Guterres, merilis laporan PBB tentang konsekuensi invasi Rusia ke Ukraina, mendesak pemerintah untuk mengenakan pajak atas pendapatan perusahaan.

“Saya mendesak semua pemerintah untuk mengenakan pajak atas keuntungan yang berlebihan ini dan menggunakan dana tersebut untuk mendukung orang-orang yang paling rentan melalui masa-masa sulit ini,” kata Guterres.

Ia mengirimkan pesan yang tegas kepada pelaku industri bahan bakar fosil dan pemodal bahwa keserakahan yang mengerikan telah menyebabkan kesengsaraan bagi orang-orang yang paling miskin dan paling rentan.

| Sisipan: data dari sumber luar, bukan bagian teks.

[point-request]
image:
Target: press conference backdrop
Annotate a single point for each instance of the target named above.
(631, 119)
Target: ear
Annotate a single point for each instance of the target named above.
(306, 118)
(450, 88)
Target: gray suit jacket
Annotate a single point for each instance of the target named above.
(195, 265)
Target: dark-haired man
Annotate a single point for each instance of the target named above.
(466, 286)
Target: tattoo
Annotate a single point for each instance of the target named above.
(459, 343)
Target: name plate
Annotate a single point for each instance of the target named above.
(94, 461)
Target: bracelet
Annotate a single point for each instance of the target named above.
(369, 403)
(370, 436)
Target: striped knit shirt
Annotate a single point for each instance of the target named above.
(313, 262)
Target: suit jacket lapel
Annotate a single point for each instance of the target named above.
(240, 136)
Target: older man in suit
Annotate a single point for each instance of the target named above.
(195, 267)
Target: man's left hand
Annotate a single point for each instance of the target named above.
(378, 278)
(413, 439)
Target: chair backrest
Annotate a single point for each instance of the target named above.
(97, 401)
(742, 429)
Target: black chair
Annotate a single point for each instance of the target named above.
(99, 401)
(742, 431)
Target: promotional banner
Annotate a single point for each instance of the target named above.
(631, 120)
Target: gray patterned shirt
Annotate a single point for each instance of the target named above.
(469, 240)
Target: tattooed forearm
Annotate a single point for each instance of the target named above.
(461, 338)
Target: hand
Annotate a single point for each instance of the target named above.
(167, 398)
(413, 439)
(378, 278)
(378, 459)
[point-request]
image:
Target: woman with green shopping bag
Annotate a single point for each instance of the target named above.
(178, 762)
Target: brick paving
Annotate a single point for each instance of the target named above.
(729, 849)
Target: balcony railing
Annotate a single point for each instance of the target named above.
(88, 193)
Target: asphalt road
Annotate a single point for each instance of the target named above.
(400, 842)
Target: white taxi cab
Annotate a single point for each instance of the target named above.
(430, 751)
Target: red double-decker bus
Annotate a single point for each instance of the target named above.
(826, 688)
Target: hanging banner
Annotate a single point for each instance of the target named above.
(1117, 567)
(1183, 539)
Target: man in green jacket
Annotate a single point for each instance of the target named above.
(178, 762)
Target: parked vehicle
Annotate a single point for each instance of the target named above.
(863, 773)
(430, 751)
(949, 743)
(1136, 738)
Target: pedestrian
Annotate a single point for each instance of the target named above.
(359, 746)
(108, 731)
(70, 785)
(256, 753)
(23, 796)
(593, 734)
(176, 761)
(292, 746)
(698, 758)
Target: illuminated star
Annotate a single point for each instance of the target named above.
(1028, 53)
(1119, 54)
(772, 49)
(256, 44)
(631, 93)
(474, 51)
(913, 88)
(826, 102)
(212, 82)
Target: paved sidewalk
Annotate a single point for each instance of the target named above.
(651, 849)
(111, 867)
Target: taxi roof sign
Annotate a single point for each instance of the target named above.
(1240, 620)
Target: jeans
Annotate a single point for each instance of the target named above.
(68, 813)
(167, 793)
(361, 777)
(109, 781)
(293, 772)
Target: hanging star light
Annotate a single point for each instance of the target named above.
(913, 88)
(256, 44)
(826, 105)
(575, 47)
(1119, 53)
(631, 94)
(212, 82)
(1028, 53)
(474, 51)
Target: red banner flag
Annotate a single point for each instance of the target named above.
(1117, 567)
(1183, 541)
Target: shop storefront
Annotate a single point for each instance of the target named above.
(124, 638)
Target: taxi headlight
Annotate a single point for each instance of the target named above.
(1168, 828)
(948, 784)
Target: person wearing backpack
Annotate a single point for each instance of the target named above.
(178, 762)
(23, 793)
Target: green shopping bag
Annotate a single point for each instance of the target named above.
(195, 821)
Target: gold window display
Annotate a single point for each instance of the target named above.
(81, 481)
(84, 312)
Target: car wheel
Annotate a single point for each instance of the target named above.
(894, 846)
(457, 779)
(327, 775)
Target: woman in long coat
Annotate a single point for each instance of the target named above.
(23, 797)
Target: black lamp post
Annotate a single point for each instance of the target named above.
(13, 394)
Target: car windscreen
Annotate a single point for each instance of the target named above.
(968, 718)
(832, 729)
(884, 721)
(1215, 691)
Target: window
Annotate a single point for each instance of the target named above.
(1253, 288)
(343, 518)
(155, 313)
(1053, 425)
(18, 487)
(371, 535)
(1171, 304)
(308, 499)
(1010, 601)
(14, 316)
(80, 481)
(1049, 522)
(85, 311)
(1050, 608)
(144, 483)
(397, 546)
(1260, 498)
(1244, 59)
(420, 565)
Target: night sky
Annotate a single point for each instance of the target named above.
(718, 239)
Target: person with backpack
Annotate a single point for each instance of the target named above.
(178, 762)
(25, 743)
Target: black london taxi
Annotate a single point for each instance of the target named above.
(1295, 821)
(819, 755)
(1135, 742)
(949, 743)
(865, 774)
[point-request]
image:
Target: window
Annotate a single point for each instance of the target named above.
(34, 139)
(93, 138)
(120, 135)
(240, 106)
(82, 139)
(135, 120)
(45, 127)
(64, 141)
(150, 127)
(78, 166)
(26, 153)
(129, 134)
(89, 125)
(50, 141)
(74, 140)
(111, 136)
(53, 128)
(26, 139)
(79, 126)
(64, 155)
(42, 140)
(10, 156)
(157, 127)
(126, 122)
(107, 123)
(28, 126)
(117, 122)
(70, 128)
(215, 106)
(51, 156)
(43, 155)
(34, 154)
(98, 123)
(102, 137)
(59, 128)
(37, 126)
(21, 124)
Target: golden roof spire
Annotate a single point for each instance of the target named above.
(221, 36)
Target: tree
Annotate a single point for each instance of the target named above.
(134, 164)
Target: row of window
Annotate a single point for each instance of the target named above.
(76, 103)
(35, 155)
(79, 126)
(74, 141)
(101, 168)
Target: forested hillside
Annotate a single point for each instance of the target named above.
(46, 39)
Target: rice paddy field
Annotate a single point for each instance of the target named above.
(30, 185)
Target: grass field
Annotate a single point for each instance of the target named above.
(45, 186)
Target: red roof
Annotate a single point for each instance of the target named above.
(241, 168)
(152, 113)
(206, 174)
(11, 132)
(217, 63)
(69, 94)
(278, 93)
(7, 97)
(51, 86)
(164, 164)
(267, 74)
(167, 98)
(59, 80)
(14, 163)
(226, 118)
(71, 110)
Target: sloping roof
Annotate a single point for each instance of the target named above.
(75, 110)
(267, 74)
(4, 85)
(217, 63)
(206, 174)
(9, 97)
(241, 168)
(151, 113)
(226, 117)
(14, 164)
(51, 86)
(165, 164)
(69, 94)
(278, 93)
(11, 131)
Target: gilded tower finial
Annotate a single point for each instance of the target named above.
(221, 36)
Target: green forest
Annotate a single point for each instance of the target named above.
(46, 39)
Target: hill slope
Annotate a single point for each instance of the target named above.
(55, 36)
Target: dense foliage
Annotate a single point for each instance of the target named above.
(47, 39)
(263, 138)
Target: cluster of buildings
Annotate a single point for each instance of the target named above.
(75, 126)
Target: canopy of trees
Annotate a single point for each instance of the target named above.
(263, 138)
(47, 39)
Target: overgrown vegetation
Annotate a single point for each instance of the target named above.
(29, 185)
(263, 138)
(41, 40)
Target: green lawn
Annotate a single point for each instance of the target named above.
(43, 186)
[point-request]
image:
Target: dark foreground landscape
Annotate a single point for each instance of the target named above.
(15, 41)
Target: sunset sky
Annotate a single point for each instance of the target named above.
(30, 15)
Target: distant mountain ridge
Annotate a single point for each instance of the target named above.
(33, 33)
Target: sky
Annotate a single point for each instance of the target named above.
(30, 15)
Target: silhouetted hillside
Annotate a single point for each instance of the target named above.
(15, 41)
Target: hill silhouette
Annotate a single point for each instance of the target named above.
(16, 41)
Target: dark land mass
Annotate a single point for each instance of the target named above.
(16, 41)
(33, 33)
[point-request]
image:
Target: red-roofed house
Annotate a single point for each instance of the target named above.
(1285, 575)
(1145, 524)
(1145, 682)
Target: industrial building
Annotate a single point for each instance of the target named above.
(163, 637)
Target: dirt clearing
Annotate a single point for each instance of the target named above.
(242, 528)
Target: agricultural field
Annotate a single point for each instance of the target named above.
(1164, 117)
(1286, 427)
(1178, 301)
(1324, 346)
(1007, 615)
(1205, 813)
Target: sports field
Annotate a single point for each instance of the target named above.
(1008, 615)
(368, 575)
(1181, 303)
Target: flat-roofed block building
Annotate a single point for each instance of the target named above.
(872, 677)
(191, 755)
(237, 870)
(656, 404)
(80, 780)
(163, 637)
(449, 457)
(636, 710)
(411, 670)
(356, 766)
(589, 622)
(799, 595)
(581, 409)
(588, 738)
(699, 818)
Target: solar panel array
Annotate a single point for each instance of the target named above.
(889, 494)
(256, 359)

“Sambil menghancurkan satu-satunya rumah kita bersama, planet ini,” katanya.

PBB menyebut hingga akhir tahun ini, ada sekitar 345 juta orang akan mengalami rawan pangan yang sangat dalam atau beresiko tinggi rawan pangan di 82 negara. Angka ini meningkat 47 juta karena dampak dari perang di Ukraina.

Tak hanya itu, banyak negara berkembang tenggelam dalam utang, tanpa akses ke keuangan, dan berjuang untuk pulih dari pandemi COVID-19. Saat ini sudah banyak negara yang menunjukkan tanda-tanda kesulitan ekonomi, sosial dan politik yang parah. Bahkan negara seperti Sri Lanka mengalami kebangkrutan.